We are working to fix the new problem they have found so that the machine will come to function. I don’t know what the problem was that kept the machine not working for like two or three months before I took over but now that I have taken over I can also see that there are certain challenges on the road that ordinarily you may not see, except an insider. So are the things that can happen in any place. Just like we are human beings we always have priorities for everything we do.

By the nature of his training, his exposures and specialization he may have his own focus, but all in the interest of the association. And then I come in too. I have my own specialization, my own focus and my own experience. So my priority will also be in another direction. But what is important is if all of us have the direction we are moving, at the end of the day it will coalesce and become in the best interest of the hospital.

Frankly I took over from the person that left with I an interesting enviable electronic medical record service that almost every government hospital in the country is coming to learn from us.

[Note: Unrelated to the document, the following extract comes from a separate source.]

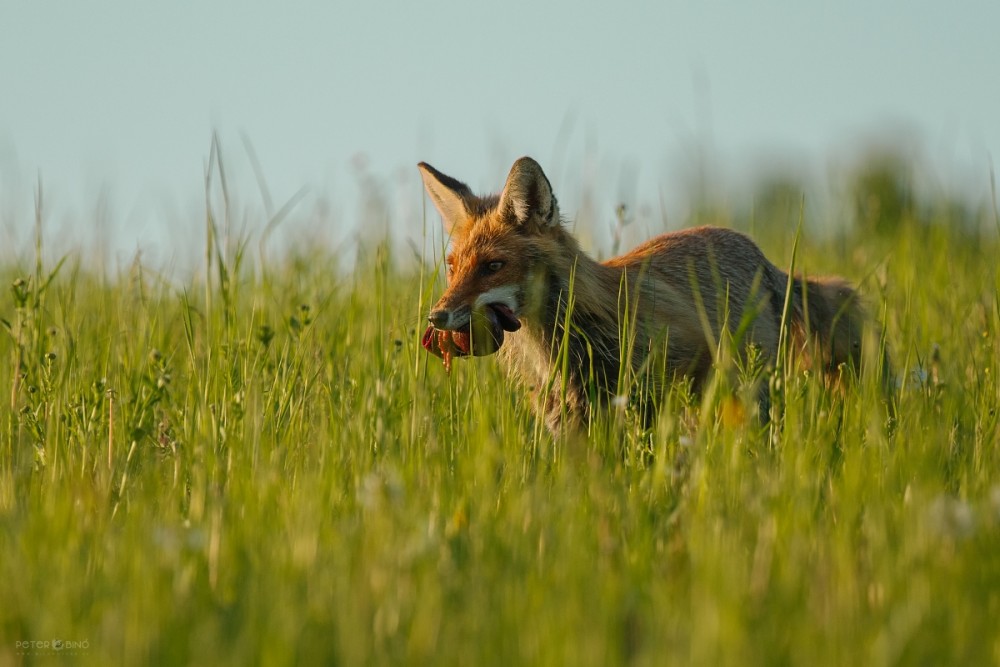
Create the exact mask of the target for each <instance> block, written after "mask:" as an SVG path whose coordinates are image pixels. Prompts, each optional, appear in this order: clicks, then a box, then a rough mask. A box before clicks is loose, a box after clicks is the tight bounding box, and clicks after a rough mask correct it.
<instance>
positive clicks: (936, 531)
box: [927, 495, 976, 539]
mask: <svg viewBox="0 0 1000 667" xmlns="http://www.w3.org/2000/svg"><path fill="white" fill-rule="evenodd" d="M927 518H928V522H929V524H930V527H931V529H932V530H933V531H934V532H935V533H936V534H938V535H940V536H942V537H950V538H953V539H964V538H967V537H970V536H971V535H972V533H973V532H975V529H976V516H975V513H974V512H973V511H972V508H971V507H970V506H969V504H968V503H966V502H965V501H963V500H960V499H958V498H952V497H951V496H946V495H940V496H938V497H937V498H935V499H934V500H933V501H932V502H931V504H930V507H929V508H928V510H927Z"/></svg>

Recently I received the Ebonyi State University Teaching Hospital, that is Federal Teaching Hospital Abakaliki. The team; board and management came to my office, I had to bring extra chairs to accommodate them. And why did they come? They heard about how the electronic medical records have been performing effectively.

They came to key in and learn, so that they can implement the same thing. I think that sounds like something that one should feel encouraged about. So I am hoping too that during my own time I will create things that people will wonder how it works. Let’s go to Keffi and learn.

So instead of looking at the ones he didn’t do I have decided not to think about the one he didn’t do, but the one he has done. And which one will I also bring in so that just as people have to come to learn from, I am also aware that our SERVICOM department has been winning awards over time because of the way we run our things.

So you see when you come, it is just like in any place.  If you are interested in any relationship, if you are interested in seeing your negative; I will have enough to see. And if interested in seeing your positive I will have enough to see.

But there is nobody who is so perfect that he doesn’t have both sides. So for me I want catch on the advantage of the good things I met. Then the ones that I felt were not filled up I create my own too so that when the next person comes he will see the good things I have left behind.

And then he or she will only stand on whatever stage we have gotten to.